Pre-training on other BERT models

Question

Pre-training on other BERT models

Muennighoff opened this issue 5 years ago · 2 comments

Thanks for the great repo and your efforts! Two quick questions:

Is there anything that speaks against pre-training VisualBERT with Albert instead of BERT on COCO and then finetune it for downstream tasks?
Also, I havn't found exact details on what resources are needed for pre-training, except for that it took less than a day on COCO according to your paper - How much hours did it take & what GPUs did you use?

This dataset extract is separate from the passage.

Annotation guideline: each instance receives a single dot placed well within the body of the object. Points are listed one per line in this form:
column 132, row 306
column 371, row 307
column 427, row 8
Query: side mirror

Answer 1 · 2020-07-25T08:59:51.000Z

Hi, 1. I would imagine that using Albert would still work. 2. For most experiments, I do it on 4 1080Ti with 12G memory. Pre-training on COCO takes less than a day, maybe 18-20 hours? Sorry that I cannot recall the exact amount of time needed. For experiments on VCR, I used 4 V100s with 16G memory.

…

On Thu, 23 Jul 2020 at 12:26, Muennighoff ***@***.***> wrote: Thanks for the great repo and your efforts! Two quick questions: Is there anything that speaks against pre-training VisualBERT with Albert instead of BERT on COCO and then finetune it for downstream tasks? Also, I havn't found exact details on what resources are needed for pre-training, except for that it took less than a day on COCO according to your paper - How much hours did it take & what GPUs did you use? — You are receiving this because you are subscribed to this thread. Reply to this email directly, view it on GitHub <#12>, or unsubscribe <https://github.com/notifications/unsubscribe-auth/ALAYVCVE7CHMDIKSWJREF4LR5CFEZANCNFSM4PGBHAWQ> .

Answer 2 · 2020-07-25T09:13:30.000Z

Okay I see - If I would implement it with Albert, I would have to retrain on COCO right? I cannot just fine-tune using Albert, as the architecture trained on COCO was bert uncased.